Tuesday, 28 May 2013


MONDAY, MAY 27th:
Quite a leisurely morning before our 11.35am train. We ate breakfast in the York cafe in the underground shops area of the hotel. Afterwards, needing an ATM I walked along Front Street and, after getting cash from the hole-in-the-wall, I noticed that the Canadian Broadcasting Corporation building was opposite the bank. Not thinking about looking him up, in any case I only had about twenty minutes, but someone I was at school with both at junior school and grammar school, Keith Horner, has presented music programmes on CBC from Toronto for several years. I just wondered if there might be a photo of him in the foyer and inner atrium - there seemed to be photos all around depicting many aspects of CBC's programming. There wasn't, however there was an interesting museum off the foyer showing some of the history of Canadian broadcasting down the years.
      I got back to the hotel with a few minutes to spare before we all walked across the road to Toronto railway station for the train to Montreal, and then the ongoing train from there to Quebec. The rain left at 11.35am and our route took us along the north shore of Lake Ontario through Oshawa, Coburg, Belleville, Kingston, Brockville (with its platform mural of the visit of Princess Elizabeth and the Duke of Edinburgh in 1951), Cornwall , soon after which we crossed from Ontario into Quebec and were soon pulling into Montreal station, very much to time around 5.00pm. Suddenly we were in the predominantly French-speaking area of Canada, indeed 95% of the population of Quebec are French speaking. I had already chatted in French to two ladies in the seats opposite. Incidentally, on the rain journey from Toronto to Montreal there was free wi-fi on the train and I beamed up Yaroslav Alekseev in Yekaterinburg in Russia on Skype. I could see him sitting in his flat in the Urals and by pointing my iPad out of the window at the back of the train, he could see the passing scenery in Canada! 
     There was time for a bowl of soup and an orange juice in one of the food outlets in the station before our continuing journey on another train to Quebec City. The train left at 6.15pm and there were good views of the St Lawrence Seaway as we crossed over the river on leaving Montreal. After its opening by The Queen and President Eisenhower in 1959,  it enabled massive ocean-going freighters to sail up the St Lawrence right up to Duluth, Minnesota. An amazing feat of engineering, though its usage has declined somewhat in more recent years with the movement towards transport by rail and road. Our journey through the province of Quebec took us across the St Lawrence and inland through saint Hyacinthe, Drummondville, Sainte-Foy. 

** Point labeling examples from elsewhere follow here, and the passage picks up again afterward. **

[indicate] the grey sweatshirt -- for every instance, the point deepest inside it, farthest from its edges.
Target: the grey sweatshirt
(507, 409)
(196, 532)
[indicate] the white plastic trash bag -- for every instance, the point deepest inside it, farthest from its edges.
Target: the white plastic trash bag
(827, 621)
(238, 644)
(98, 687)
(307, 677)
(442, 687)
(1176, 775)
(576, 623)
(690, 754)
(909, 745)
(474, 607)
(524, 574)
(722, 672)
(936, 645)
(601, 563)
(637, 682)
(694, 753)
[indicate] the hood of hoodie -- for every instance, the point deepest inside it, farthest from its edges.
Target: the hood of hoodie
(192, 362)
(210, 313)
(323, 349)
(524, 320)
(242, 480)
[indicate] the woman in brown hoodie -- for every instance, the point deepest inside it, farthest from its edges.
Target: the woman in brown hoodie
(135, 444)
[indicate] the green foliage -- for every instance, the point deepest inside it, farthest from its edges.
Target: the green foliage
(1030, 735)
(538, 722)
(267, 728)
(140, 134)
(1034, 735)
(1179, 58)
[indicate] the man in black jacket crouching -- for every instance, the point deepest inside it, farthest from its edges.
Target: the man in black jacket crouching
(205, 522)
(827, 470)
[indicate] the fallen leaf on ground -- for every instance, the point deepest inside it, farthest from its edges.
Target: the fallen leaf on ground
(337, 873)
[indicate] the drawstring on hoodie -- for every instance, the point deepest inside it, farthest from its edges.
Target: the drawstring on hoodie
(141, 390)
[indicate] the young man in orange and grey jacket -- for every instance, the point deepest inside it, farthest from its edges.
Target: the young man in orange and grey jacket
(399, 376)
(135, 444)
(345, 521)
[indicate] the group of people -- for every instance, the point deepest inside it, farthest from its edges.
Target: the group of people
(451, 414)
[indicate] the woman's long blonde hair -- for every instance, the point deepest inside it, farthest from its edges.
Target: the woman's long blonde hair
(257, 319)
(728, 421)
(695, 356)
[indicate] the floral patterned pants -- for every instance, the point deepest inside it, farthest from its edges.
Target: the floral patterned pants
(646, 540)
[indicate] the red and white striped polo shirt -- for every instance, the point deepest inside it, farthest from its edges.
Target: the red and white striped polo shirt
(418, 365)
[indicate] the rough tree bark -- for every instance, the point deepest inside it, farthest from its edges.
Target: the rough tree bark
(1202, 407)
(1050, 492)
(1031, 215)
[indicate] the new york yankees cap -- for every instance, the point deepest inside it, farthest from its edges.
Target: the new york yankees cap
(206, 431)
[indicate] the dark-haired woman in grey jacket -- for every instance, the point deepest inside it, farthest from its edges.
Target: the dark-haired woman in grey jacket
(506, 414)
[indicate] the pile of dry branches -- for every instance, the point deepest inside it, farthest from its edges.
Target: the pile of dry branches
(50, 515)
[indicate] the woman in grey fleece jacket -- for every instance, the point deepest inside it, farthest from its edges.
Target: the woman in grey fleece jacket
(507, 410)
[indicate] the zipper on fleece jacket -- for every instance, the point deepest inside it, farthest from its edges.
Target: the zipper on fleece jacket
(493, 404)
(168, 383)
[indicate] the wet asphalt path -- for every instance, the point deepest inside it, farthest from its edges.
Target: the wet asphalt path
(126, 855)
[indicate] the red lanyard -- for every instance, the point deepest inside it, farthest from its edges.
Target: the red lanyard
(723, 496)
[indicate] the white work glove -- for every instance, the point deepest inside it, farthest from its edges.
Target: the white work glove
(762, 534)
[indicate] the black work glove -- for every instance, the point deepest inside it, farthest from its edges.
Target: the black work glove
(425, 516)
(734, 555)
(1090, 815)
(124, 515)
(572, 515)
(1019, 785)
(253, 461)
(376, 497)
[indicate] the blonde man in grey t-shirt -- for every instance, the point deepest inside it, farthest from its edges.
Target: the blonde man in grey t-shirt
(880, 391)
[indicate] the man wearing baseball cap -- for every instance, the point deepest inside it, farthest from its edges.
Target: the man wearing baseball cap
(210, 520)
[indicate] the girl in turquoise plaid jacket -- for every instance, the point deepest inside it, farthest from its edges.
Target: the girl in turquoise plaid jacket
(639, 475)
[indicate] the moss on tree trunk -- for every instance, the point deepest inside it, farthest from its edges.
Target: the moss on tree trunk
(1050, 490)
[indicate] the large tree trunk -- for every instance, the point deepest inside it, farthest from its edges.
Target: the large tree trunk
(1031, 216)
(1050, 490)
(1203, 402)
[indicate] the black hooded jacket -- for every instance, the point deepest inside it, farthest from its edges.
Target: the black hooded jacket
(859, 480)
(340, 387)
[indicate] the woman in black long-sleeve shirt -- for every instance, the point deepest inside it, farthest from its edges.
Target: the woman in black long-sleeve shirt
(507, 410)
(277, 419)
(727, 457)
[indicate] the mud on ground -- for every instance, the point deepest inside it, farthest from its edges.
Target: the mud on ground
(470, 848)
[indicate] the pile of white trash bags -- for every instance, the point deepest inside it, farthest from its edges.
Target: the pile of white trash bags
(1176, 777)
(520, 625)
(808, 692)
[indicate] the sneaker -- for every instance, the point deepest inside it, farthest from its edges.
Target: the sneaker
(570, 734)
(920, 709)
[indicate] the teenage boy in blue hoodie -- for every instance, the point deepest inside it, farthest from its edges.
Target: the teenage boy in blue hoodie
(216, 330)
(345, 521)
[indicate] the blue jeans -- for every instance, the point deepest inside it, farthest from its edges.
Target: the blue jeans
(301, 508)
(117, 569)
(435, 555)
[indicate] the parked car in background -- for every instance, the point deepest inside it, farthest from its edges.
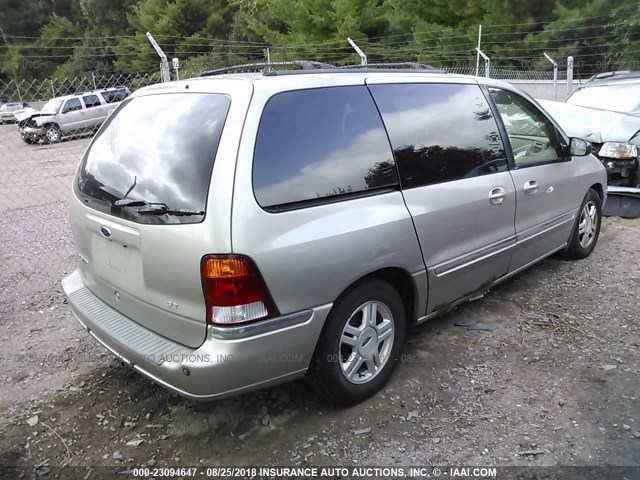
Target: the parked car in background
(605, 111)
(8, 111)
(70, 115)
(238, 231)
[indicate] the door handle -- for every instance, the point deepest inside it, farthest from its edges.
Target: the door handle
(530, 187)
(497, 195)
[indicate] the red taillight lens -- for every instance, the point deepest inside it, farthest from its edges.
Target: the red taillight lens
(233, 290)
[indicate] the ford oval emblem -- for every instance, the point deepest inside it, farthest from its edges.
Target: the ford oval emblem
(106, 233)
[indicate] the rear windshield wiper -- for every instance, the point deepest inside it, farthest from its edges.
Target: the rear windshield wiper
(168, 211)
(156, 208)
(137, 203)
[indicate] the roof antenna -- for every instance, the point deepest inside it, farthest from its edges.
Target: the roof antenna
(363, 57)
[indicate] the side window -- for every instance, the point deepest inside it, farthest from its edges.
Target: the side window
(320, 143)
(440, 132)
(72, 105)
(91, 101)
(532, 136)
(113, 96)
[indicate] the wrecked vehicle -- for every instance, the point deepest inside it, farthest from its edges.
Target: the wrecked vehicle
(8, 111)
(605, 111)
(70, 115)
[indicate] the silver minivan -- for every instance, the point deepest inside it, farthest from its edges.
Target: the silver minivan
(239, 231)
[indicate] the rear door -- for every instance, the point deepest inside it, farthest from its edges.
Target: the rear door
(455, 181)
(548, 186)
(157, 152)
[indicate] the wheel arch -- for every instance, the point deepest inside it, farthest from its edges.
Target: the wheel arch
(402, 281)
(599, 189)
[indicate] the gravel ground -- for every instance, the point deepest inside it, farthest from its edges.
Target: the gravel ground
(555, 383)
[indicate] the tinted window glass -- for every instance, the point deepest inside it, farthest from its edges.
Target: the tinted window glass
(319, 143)
(158, 149)
(91, 101)
(624, 97)
(532, 136)
(440, 132)
(72, 105)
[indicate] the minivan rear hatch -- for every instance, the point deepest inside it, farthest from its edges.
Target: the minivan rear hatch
(140, 220)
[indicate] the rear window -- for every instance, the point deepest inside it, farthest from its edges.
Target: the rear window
(321, 143)
(158, 150)
(91, 101)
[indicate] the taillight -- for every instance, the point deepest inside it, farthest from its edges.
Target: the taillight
(233, 290)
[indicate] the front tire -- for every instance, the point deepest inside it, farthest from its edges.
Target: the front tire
(361, 343)
(587, 229)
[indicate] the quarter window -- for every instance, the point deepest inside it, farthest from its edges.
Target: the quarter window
(314, 144)
(532, 136)
(72, 105)
(91, 101)
(440, 132)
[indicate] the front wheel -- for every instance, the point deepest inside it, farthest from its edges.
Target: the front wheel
(587, 229)
(360, 344)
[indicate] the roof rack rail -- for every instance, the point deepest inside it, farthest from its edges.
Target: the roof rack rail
(392, 65)
(256, 67)
(615, 73)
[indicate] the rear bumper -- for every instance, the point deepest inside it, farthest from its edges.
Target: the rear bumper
(229, 362)
(33, 132)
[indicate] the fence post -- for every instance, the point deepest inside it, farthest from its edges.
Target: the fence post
(165, 75)
(363, 57)
(18, 91)
(487, 63)
(478, 50)
(569, 75)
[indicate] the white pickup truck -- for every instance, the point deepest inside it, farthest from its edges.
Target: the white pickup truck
(70, 115)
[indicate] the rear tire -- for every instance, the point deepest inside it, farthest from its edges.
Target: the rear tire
(360, 344)
(587, 229)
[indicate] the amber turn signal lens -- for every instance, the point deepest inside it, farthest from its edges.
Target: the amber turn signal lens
(225, 268)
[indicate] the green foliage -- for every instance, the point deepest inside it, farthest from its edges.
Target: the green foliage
(77, 37)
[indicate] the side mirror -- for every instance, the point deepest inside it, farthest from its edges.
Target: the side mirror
(579, 147)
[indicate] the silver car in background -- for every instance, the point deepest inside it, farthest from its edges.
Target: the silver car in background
(605, 111)
(70, 115)
(8, 111)
(239, 231)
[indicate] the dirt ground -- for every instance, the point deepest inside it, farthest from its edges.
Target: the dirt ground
(555, 383)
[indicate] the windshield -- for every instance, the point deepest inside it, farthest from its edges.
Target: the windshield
(619, 98)
(10, 107)
(52, 106)
(157, 150)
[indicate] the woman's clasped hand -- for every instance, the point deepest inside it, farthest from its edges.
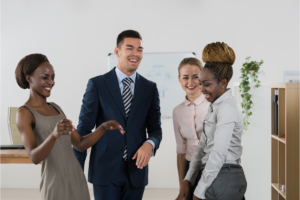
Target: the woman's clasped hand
(65, 127)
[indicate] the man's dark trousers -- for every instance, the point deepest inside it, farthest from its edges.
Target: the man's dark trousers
(103, 102)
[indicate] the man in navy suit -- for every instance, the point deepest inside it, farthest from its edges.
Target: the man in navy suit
(118, 166)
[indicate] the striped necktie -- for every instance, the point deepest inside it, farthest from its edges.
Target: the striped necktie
(127, 99)
(127, 96)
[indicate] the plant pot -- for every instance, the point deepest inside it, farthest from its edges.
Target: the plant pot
(250, 76)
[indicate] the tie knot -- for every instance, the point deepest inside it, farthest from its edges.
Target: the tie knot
(127, 81)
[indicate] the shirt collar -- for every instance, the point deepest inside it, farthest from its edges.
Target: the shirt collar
(217, 102)
(121, 75)
(197, 102)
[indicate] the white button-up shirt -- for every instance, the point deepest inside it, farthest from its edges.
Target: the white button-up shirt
(188, 120)
(120, 77)
(220, 142)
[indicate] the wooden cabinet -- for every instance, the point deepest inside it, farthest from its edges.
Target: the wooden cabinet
(285, 145)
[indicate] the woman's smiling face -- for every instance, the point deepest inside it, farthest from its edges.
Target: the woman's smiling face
(209, 85)
(42, 79)
(189, 79)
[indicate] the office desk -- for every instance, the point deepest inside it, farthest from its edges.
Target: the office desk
(17, 156)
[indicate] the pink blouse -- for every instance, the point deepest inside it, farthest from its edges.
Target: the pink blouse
(188, 120)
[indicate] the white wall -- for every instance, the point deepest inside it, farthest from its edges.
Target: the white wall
(77, 36)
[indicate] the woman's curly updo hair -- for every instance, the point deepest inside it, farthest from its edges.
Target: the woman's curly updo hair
(219, 58)
(27, 66)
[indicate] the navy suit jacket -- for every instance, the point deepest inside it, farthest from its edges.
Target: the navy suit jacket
(102, 102)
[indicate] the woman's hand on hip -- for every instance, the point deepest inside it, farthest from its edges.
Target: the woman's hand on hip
(196, 198)
(112, 125)
(184, 192)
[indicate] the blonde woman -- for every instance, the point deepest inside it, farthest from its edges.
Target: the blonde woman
(218, 155)
(188, 116)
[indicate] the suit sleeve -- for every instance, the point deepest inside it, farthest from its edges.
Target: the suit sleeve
(154, 120)
(87, 117)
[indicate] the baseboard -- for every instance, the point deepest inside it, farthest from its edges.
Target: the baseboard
(90, 187)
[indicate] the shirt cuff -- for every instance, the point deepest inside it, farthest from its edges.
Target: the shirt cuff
(153, 145)
(200, 190)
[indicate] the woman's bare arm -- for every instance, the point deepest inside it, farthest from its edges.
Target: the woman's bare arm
(37, 153)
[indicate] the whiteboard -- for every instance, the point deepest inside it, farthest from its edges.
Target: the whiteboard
(161, 68)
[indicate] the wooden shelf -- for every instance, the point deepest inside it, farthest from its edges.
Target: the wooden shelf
(279, 139)
(276, 187)
(285, 152)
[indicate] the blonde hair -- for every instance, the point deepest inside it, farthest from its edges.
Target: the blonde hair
(219, 58)
(190, 61)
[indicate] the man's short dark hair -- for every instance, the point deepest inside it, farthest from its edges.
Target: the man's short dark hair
(126, 34)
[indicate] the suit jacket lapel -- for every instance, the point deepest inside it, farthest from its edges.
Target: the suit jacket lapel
(113, 86)
(139, 90)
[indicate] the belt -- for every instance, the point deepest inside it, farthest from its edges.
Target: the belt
(229, 166)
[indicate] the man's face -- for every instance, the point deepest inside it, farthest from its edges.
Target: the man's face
(129, 55)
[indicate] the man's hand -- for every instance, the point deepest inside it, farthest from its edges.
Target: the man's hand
(143, 155)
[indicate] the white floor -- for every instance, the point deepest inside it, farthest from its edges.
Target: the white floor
(33, 194)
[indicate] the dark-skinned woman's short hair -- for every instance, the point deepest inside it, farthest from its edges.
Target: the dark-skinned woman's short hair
(27, 66)
(219, 58)
(126, 34)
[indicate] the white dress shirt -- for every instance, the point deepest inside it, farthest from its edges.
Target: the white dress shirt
(121, 76)
(220, 142)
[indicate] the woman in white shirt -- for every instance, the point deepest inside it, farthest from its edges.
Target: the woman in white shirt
(188, 117)
(219, 152)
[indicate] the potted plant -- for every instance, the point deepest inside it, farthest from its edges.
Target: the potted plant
(250, 72)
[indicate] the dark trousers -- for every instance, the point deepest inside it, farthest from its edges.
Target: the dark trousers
(230, 184)
(121, 189)
(192, 188)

   Our train pulled into the chateau-like station in Quebec City almost on time at 9.35pm. There a bus was waiting to take us to the Hotel Manoir Victoria in the Old City. Once we had found our rooms Robert and I had a short walk in the area immediately around the hotel and had hot chocolate and a muffin at Tim Horton's next door. We walked up the Rue Saint Jean as far as the Porte Saint Jean, one of the old gates in the city walls.